CNN Money: "Currently insurers don't have to meet any minimum requirements in some states. Other states require as little as 40% of premiums to be used for medical care. Insurers that don't increase that allotment to the new federal standard will have to give customers a rebate for the difference beginning in 2012" (Kavilanz, 10/21).
Los Angeles Times: The Department of Health and Human Services "will either adopt or modify the recommendations. ... These spending ratios, known as 'medical loss ratios,' have been the subject of contentious debates for months. ... The new rules will go into effect in January" (Shrieves, 10/22).

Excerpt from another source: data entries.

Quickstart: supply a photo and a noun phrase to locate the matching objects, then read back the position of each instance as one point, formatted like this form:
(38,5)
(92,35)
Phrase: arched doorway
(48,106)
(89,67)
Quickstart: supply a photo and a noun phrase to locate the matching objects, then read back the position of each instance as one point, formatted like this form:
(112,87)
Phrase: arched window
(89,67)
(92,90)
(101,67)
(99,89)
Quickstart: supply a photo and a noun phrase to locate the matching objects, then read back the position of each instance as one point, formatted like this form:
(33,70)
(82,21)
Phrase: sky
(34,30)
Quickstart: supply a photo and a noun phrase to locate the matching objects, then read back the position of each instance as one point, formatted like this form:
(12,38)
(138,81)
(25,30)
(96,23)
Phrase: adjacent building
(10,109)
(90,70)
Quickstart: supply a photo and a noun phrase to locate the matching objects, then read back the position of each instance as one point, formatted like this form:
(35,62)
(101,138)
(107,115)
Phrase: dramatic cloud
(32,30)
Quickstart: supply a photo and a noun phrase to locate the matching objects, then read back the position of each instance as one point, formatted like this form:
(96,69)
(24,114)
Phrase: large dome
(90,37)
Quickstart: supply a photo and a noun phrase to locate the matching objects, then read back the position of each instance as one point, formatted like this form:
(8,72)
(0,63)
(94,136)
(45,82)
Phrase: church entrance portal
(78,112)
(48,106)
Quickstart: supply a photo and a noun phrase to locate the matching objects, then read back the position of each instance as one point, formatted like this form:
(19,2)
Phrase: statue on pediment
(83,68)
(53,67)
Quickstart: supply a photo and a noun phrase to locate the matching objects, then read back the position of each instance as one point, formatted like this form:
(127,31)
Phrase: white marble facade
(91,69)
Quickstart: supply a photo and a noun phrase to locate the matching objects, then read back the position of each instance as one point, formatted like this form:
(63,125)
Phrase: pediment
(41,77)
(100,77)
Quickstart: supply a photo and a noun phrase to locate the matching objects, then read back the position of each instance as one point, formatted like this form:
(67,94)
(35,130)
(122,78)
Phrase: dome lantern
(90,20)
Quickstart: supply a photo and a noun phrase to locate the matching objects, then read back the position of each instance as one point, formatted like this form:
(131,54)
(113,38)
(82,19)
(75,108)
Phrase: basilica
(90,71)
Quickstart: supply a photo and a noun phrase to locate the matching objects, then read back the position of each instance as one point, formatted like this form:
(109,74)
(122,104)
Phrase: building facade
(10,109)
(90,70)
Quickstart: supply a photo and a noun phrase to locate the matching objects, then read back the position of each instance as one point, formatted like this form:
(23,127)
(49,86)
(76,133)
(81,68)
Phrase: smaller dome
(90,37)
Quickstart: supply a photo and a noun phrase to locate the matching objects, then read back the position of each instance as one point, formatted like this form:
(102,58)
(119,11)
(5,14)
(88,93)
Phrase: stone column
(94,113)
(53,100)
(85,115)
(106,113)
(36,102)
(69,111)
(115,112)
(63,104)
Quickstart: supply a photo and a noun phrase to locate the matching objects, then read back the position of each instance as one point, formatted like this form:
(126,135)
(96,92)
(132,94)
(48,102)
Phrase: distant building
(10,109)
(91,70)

The Wall Street Journal Health Blog: "Among the proposed amendments that didn't make the final rules was a proposal to remove insurance-broker commissions from the administrative cost bucket. You can see why brokers would be nervous about this issue - if insurers are trying to push their administrative costs below those thresholds to avoid having to pay rebates, commissions will likely be squeezed. But the NAIC said it didn't have the authority to make that change - it said the law made it pretty clear those costs would fall under the administrative umbrella - and so the group didn't vote on it. Instead, it created a subgroup to work with HHS officials on the issue" (Hobson, 10/21).

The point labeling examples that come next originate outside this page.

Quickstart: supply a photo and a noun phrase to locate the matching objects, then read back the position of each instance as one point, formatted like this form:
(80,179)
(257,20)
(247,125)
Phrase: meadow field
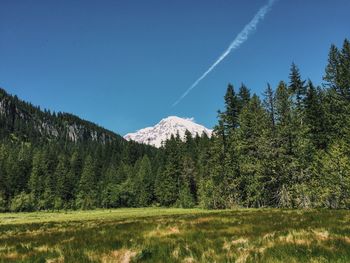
(176,235)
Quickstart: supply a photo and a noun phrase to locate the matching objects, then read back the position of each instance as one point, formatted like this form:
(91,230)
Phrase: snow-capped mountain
(165,128)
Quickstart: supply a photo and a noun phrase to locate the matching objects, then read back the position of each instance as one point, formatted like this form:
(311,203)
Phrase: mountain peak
(168,126)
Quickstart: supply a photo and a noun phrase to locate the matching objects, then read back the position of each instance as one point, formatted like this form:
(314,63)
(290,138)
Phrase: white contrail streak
(239,40)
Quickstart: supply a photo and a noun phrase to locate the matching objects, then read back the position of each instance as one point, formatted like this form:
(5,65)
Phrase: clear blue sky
(122,64)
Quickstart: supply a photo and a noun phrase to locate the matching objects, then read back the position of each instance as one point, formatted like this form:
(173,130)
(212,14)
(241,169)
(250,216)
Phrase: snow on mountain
(165,128)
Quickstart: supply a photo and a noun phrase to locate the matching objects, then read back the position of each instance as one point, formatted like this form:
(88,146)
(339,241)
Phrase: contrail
(239,40)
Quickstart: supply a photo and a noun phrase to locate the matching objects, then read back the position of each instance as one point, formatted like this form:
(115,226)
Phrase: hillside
(28,122)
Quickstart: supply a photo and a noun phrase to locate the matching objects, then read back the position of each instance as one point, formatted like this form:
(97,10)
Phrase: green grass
(176,235)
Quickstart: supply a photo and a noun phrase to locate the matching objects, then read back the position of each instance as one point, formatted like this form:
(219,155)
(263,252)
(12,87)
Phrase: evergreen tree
(86,197)
(145,183)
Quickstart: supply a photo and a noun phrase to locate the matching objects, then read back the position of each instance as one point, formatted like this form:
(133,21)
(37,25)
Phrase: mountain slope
(26,121)
(165,128)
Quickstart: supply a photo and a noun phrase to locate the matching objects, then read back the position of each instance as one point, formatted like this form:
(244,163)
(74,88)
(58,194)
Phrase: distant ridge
(162,131)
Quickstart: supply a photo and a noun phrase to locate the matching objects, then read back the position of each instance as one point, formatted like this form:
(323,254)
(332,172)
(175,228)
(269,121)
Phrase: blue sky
(122,64)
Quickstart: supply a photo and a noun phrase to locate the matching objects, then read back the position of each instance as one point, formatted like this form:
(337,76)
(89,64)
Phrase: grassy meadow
(176,235)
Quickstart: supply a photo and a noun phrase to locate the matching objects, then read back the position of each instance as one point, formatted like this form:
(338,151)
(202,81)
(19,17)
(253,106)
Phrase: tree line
(288,148)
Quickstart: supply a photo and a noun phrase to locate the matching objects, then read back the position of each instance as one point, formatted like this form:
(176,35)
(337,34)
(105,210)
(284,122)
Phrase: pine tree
(253,121)
(297,86)
(315,118)
(86,197)
(243,97)
(145,183)
(64,190)
(230,116)
(188,187)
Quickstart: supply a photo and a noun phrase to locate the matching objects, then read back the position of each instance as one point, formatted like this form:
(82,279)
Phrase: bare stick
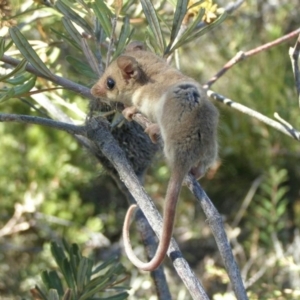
(288,130)
(68,84)
(216,225)
(294,55)
(70,128)
(100,133)
(243,55)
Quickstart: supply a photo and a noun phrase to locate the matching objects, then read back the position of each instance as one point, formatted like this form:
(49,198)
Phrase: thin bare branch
(243,55)
(68,84)
(294,55)
(288,130)
(216,225)
(100,133)
(70,128)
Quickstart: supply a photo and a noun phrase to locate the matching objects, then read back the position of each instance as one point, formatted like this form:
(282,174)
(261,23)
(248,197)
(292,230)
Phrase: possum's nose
(98,90)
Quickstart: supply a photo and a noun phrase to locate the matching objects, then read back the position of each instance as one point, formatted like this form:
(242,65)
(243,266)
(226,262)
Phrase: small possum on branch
(182,114)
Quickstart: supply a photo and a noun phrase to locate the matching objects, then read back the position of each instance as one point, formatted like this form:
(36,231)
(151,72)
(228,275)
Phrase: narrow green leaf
(46,279)
(153,22)
(70,28)
(67,295)
(40,292)
(81,67)
(93,291)
(72,15)
(183,39)
(58,254)
(64,37)
(121,296)
(20,68)
(68,275)
(180,12)
(2,47)
(81,273)
(19,79)
(105,264)
(207,28)
(56,282)
(17,91)
(124,36)
(95,282)
(53,295)
(104,15)
(27,51)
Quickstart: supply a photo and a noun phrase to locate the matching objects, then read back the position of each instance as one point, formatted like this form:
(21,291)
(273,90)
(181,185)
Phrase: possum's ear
(134,46)
(128,66)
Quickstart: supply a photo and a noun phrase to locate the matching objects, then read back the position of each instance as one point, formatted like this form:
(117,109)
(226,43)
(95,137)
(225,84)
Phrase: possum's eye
(110,83)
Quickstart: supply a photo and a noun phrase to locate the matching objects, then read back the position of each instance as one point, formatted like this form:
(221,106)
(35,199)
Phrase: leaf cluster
(78,279)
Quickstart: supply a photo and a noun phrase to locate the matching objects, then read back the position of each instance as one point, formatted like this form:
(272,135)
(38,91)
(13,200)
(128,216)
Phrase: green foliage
(78,279)
(269,208)
(46,174)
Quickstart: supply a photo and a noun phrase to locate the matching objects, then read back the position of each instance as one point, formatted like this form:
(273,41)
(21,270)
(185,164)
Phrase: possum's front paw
(154,132)
(128,112)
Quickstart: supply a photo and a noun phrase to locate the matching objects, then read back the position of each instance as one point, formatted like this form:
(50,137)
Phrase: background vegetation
(51,188)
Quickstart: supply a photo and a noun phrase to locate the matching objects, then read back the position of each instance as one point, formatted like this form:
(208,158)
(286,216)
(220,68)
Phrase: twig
(243,55)
(239,215)
(101,135)
(294,55)
(290,131)
(216,225)
(232,6)
(111,41)
(68,84)
(70,128)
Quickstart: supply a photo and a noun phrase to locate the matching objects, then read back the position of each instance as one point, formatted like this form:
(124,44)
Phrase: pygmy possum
(181,113)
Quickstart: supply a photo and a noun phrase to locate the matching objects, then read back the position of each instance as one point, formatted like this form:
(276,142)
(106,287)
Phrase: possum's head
(120,80)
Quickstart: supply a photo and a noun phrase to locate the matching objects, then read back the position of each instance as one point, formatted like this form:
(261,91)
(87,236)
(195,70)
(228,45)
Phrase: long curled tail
(171,200)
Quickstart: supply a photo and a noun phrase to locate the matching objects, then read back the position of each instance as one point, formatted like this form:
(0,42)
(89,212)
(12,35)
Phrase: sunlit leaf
(121,296)
(20,68)
(72,15)
(118,6)
(94,290)
(18,90)
(154,23)
(2,47)
(73,32)
(58,253)
(207,28)
(104,15)
(53,295)
(181,9)
(123,37)
(68,39)
(81,67)
(104,265)
(91,59)
(27,51)
(183,39)
(81,273)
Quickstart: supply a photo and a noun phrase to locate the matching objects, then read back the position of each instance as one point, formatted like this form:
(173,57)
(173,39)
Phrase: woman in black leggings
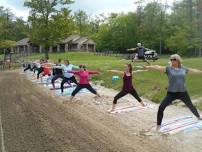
(127,87)
(176,90)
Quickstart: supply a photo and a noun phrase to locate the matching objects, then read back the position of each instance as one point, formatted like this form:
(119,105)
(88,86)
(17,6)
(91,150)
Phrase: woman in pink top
(83,74)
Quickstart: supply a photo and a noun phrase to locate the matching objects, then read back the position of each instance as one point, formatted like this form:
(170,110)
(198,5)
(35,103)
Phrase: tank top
(46,70)
(127,83)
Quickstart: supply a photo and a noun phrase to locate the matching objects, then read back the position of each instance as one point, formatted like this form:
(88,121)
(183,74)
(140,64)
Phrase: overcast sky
(92,7)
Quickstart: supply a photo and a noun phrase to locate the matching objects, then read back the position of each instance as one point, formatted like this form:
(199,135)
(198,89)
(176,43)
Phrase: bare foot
(199,118)
(144,105)
(113,108)
(158,128)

The Washington Post: "Insurers were similarly disappointed by the failure of another eleventh-hour amendment that would have enabled them to lump together spending on their plans across states for the purposes of meeting the medical loss ratio, rather than being required to calculate it on a state-by-state basis. But this was just one of many aspects of the NAIC's final recommendation to which the industry objected" (Aizenman, 10/22).
Reuters: "Insurers argue that the restrictions will handicap smaller companies with limited resources or hit others with plans for small groups or individuals that can be expensive to operate. 'The current MLR proposal will reduce competition, disrupt coverage, and threaten patients' access to health plans' quality improvement services,' America's Health Insurance Plans President and Chief Executive Karen Ignagni said" (Heavey, 10/21).
The Wall Street Journal: "The proposed rule is not all bad for insurers. In particular, the regulators ruled that companies could deduct most taxes from their total premiums, which will make it easier for them to hit the targets. In a letter sent to HHS last week, the state commissioners also urged the agency to consider a gradual phase-in of the rules" (Johnson, 10/21).
The Associated Press: HHS "said in a statement Thursday it will provide 'clear guidance to stakeholders in the coming weeks.'" The statement added that "'[t]hese recommendations are reasonable, achievable for insurers and will help to ensure insurance premiums are, for the most part, supporting health benefits for consumers'" (Murphy, 10/21).